## ICE 7

**Author**: Nicolas Dussaillant

Use one of the methods that I used for ACA 2 (Logistic regression with feature selection) and evaluate different metrics:

In [1]:
import pandas as pd

cols = [
        'SCHOOL',
        'GRADE',
        'CODER',
        'Gender',
        'OBSNUM',
        'totalobs-forsession',
        'Activity',
        'ONTASK',
        'TRANSITIONS',
        'FORMATchanges',
        'Obsv/act',
        'Transitions/Durations',
        'Total Time'
        ]
df = pd.read_csv('aca2_dataset/aca2_dataset_training.csv', usecols = cols)
dv = pd.read_csv('aca2_dataset/aca2_dataset_validation.csv', usecols = cols)


In [2]:
from sklearn.feature_selection import RFECV
from sklearn.linear_model import LogisticRegression

#Define a function to prepare data for this case and that will be useful for the validation data and other methods
def prepare_data(df):
    dfx = df.loc[:, df.columns != 'ONTASK']
    # Encode dummy variables (Gender is not included because it is already encoded)
    Xs = pd.get_dummies(dfx, columns = ['SCHOOL', 'GRADE', 'CODER', 'Activity'])

    # Format ONTASK as binary
    Y = df['ONTASK'].replace(to_replace = ['Y', 'N'], value = [1, 0])
    return Xs, Y

In [3]:
Xs, Y = prepare_data(df)
logit2 = LogisticRegression(max_iter = 500) # Increment number of iterations to let it achieve the optimal fitting

min_features_to_select = 1  # Minimum number of features to consider
rfecv = RFECV(estimator=logit2, step=1, cv=None,
              scoring='accuracy',
              min_features_to_select=min_features_to_select)
rfecv.fit(Xs, Y)

Xtest, Ytest = prepare_data(dv)



### Metrics

In [4]:
import sklearn.metrics as mt
y_train_pred = rfecv.predict(Xs)
y_test_pred = rfecv.predict(Xtest)

Precision:

In [6]:
print("Training data precision:", mt.precision_score(Y, y_train_pred))
print("Testing data precision:", mt.precision_score(Ytest, y_test_pred))

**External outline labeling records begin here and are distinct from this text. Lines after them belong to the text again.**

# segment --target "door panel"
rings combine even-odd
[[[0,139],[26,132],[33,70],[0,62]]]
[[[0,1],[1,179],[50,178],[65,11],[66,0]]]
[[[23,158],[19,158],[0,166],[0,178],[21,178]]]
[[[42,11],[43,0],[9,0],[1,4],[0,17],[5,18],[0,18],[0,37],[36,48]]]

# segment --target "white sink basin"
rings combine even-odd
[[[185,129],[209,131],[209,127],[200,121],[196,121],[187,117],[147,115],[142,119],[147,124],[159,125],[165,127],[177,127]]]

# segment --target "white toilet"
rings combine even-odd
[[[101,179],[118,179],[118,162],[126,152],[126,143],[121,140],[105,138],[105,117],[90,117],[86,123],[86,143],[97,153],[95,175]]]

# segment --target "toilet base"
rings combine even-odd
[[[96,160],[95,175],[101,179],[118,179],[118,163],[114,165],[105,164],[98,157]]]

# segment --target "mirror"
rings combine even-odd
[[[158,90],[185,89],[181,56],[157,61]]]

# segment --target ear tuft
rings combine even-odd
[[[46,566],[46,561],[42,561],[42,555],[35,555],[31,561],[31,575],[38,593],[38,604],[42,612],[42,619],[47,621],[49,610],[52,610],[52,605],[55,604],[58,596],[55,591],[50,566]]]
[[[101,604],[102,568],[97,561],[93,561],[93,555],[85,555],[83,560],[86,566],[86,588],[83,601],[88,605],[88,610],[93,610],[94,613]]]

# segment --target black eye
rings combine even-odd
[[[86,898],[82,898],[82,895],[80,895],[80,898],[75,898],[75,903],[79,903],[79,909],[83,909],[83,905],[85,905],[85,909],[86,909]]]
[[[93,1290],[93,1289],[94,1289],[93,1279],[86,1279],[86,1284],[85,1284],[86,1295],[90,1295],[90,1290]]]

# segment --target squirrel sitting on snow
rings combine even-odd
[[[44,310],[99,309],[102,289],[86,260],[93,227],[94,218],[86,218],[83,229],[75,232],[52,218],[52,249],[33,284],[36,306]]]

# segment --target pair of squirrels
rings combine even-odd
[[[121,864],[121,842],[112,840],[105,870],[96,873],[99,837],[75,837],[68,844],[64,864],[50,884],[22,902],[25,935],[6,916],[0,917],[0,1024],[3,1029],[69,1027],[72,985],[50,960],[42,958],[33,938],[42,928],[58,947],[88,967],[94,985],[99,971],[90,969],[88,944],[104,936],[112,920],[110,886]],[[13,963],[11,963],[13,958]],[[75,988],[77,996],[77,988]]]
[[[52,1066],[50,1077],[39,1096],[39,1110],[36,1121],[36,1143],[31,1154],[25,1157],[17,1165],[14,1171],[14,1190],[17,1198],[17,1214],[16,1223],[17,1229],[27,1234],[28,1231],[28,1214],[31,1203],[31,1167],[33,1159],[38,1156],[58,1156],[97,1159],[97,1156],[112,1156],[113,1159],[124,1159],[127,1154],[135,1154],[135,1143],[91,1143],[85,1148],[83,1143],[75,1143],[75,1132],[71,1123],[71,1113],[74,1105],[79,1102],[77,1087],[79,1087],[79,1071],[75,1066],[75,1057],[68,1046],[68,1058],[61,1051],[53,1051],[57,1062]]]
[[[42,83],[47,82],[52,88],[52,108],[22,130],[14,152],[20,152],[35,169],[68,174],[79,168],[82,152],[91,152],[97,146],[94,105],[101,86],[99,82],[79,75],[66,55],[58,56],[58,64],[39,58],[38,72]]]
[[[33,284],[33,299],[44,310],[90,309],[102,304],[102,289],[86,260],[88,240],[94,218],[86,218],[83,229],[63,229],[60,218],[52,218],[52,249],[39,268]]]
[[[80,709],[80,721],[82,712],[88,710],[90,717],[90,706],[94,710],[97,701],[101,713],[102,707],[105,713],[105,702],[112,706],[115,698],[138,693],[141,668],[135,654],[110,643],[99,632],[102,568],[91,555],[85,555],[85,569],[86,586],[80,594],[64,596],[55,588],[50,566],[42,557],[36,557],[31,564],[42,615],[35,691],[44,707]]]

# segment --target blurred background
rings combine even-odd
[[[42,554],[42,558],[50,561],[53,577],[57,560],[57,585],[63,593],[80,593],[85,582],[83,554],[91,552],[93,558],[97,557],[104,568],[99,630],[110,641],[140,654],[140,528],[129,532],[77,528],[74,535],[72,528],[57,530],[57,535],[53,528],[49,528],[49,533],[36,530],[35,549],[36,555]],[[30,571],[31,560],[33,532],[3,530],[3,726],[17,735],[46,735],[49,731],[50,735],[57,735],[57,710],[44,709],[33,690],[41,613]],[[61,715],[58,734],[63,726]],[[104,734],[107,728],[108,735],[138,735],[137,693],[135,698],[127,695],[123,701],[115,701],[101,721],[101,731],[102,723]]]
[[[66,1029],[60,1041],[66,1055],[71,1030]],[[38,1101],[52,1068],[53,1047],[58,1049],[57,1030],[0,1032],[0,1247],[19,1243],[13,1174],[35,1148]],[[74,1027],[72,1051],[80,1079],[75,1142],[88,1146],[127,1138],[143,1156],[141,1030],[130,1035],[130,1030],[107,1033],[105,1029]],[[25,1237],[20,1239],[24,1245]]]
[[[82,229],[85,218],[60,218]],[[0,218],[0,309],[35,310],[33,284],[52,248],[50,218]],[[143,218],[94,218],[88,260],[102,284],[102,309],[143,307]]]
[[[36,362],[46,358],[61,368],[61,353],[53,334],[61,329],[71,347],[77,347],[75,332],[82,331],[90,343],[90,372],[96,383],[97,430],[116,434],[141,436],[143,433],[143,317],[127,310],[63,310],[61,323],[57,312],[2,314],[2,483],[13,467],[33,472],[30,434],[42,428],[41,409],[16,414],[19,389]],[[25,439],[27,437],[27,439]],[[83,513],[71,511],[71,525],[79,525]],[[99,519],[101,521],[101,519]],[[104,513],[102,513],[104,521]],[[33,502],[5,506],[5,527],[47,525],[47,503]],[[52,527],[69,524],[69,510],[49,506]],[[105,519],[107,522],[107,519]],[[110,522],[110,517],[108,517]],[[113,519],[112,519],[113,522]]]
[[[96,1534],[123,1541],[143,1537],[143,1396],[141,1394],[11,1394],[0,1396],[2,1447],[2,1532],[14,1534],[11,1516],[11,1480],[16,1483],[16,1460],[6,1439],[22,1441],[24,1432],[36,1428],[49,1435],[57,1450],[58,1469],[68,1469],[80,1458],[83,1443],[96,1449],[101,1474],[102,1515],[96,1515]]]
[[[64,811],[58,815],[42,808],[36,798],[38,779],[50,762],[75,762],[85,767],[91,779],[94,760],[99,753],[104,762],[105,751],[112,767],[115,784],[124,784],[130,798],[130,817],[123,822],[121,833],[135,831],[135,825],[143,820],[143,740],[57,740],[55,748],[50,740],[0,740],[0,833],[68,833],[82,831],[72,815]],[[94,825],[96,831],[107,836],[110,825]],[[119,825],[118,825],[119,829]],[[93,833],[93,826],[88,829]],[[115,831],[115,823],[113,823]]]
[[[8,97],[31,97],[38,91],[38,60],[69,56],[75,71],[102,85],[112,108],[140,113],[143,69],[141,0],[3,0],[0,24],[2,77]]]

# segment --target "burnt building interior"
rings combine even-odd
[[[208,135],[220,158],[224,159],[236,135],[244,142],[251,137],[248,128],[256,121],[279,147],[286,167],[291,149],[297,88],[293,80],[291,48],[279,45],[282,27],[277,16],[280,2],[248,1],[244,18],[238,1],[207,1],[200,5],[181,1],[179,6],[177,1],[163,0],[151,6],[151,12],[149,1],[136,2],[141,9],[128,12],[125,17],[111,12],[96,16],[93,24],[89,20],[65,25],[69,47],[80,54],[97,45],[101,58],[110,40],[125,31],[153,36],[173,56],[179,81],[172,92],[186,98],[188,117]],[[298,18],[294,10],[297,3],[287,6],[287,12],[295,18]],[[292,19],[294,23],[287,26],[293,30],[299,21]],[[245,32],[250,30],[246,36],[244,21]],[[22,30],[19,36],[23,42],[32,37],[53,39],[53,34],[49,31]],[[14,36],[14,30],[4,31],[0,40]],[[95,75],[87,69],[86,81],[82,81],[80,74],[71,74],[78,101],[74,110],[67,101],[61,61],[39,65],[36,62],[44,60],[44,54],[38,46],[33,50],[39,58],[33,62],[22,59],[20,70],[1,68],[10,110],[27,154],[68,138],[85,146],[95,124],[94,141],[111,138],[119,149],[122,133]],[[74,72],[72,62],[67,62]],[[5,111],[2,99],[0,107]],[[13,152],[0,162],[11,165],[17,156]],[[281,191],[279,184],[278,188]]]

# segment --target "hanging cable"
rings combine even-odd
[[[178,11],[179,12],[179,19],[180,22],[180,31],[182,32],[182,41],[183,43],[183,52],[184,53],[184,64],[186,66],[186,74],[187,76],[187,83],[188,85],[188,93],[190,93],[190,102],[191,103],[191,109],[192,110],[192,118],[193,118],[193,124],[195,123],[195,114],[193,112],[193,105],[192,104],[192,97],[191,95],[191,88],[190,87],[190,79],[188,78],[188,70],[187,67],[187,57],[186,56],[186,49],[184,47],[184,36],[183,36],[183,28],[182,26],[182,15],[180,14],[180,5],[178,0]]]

Training data precision: 0.6766954938552572
Testing data precision: 0.6690948825350573


Recall:

In [7]:
print("Training data recall:", mt.recall_score(Y, y_train_pred))
print("Testing data recall:", mt.recall_score(Ytest, y_test_pred))

Training data recall: 0.9952470210202169
Testing data recall: 0.9935100054083288


Accuracy:

In [8]:
print("Training data accuracy:", mt.accuracy_score(Y, y_train_pred))
print("Testing data accuracy:", mt.accuracy_score(Ytest, y_test_pred))

Training data accuracy: 0.676613775694194
Testing data accuracy: 0.668108887687038


F1:

In [9]:
print("Training data F1:", mt.f1_score(Y, y_train_pred))
print("Testing data F1:", mt.f1_score(Ytest, y_test_pred))

Training data F1: 0.8056247967920235
Testing data F1: 0.7996517575361846


K:

In [10]:
print("Training data Cohen's Kappa:", mt.cohen_kappa_score(Y, y_train_pred))
print("Testing data Cohen's Kappa:", mt.cohen_kappa_score(Ytest, y_test_pred))

Training data Cohen's Kappa: 0.01997234434010986
Testing data Cohen's Kappa: 0.014278065322148814


We can see that comparing different metrics, the disparities in the data are represented in differences such as precision and recall. Cohen's Kappa tells us that there is none-to-slight agreement, which shows that even the accuracy is not very bad, it is mainly due the disparities of the samples.